Ойген ответил не сразу: казалось, он сомневается, стоит ли отвечать юному писцу откровенностью на откровенность. Но, видимо, доводы за перевесили в голове барона аргументы против. Сухо, коротко, но вместе с тем очень внятно он поведал о тайне монастыря Ротшлосс и его покойного настоятеля.
– Источник… – пробормотал пораженный рассказом Кристиан. – Чем же он может быть?! И где спрятан?
– Хотел бы и я это узнать. И потому мне нужно узнать все о том случае с напавшим на детей чудовищем. Во всех подробностях.
Кристиан даже рта открыть не успел, как раздался негромкий стук… и стучали вовсе не в дверь. Вскинув брови, фон Ройц повернулся к окну, откуда в комнату уже просунулась маленькая вихрастая голова. Пауль!
– Здрасьте! – сказал мальчишка без всякой опаски. – А мы тут уже.
– Ты кто такой? – спросил барон, сурово нахмурясь. – Чего здесь забыл?

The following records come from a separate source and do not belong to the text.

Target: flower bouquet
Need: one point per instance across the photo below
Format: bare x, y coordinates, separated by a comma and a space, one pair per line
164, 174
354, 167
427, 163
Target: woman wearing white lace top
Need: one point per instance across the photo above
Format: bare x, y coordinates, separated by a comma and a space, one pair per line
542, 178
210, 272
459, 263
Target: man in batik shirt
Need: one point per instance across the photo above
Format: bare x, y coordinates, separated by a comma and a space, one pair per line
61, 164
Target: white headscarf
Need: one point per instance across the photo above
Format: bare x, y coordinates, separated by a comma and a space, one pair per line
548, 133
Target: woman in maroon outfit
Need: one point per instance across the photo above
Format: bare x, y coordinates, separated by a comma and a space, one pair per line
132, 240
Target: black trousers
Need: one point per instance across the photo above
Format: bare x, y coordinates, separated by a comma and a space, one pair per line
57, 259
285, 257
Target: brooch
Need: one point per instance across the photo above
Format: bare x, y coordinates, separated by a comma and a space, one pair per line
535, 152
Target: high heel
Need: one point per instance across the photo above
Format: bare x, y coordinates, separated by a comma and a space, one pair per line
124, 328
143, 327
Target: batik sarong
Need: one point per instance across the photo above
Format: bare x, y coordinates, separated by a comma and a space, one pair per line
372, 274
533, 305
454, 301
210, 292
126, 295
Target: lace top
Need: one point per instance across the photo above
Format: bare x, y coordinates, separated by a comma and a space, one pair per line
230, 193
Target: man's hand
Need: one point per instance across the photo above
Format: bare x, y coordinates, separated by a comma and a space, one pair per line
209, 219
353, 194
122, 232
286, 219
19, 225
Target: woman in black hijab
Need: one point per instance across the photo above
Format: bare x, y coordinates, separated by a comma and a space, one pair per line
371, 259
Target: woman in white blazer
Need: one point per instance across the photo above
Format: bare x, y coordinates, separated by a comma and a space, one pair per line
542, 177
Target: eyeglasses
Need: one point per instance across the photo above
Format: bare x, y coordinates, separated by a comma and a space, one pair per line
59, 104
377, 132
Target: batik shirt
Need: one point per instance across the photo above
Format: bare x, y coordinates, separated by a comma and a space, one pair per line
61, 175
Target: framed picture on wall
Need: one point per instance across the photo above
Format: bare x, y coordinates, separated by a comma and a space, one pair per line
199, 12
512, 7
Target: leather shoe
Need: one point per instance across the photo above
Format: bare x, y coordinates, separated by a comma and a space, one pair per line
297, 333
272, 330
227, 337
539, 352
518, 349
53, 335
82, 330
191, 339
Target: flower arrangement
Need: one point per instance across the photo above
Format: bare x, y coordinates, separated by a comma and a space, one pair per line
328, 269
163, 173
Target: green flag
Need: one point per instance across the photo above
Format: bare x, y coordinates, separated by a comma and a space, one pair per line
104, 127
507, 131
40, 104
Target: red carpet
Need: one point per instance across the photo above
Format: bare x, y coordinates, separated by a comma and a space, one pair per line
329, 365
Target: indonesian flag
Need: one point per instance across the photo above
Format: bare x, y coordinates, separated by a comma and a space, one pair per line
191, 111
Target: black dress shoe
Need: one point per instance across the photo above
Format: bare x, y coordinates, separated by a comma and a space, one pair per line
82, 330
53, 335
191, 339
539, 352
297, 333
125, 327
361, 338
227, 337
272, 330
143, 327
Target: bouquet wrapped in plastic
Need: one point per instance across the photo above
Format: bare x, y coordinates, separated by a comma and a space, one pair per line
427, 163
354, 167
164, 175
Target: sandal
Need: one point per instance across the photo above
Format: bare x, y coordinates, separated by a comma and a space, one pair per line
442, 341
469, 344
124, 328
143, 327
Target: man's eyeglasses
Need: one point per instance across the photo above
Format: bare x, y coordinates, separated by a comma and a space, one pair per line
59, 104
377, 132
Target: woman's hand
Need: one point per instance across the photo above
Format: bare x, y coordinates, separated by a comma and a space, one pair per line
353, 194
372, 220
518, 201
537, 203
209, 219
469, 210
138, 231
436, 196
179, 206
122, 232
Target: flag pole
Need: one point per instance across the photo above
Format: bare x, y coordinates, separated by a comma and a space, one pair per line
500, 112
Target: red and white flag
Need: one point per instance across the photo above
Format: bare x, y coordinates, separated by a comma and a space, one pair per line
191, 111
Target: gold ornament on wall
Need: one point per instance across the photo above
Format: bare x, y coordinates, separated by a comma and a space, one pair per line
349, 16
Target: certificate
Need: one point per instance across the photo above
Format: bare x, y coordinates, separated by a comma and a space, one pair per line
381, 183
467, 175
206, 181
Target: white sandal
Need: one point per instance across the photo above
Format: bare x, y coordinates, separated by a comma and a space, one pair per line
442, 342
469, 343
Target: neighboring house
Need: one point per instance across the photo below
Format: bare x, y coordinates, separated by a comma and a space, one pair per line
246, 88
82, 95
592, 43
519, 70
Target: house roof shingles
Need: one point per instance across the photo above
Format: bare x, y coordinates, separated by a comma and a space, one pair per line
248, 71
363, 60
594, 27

– Сказали же, что хотите про чудище узнать, – пояснил мальчик и через мгновение уже сидел на подоконнике – точь в точь как чуть раньше до него сам Ойген. – А мы как раз за тем и пришли.
– Мы?
– Ага. Лезь сюда, Заноза.
Пауль подвинулся, и на подоконнике тут же очутилась девочка – ловкая, как кошка. Тут опешивший Кристиан наконец-то сообразил, что происходит, и немного струхнул: как посланник императора поступит с дерзкой малышней? Но странное дело – от показной суровости барона уже не осталось и следа. Было похоже, будто он с трудом сдерживает улыбку.
– Подслушивали, значит. И давно?
Пауль и Альма вдруг углядели на улице нечто крайне интересное и принялись сосредоточенно это рассматривать.
– Прыткие сорванцы… Спокойно, Николас, спокойно. Или ты не был в их годы маленьким прохвостом? Сам я и не такое вытворял. А вы давайте заходите… гости дорогие.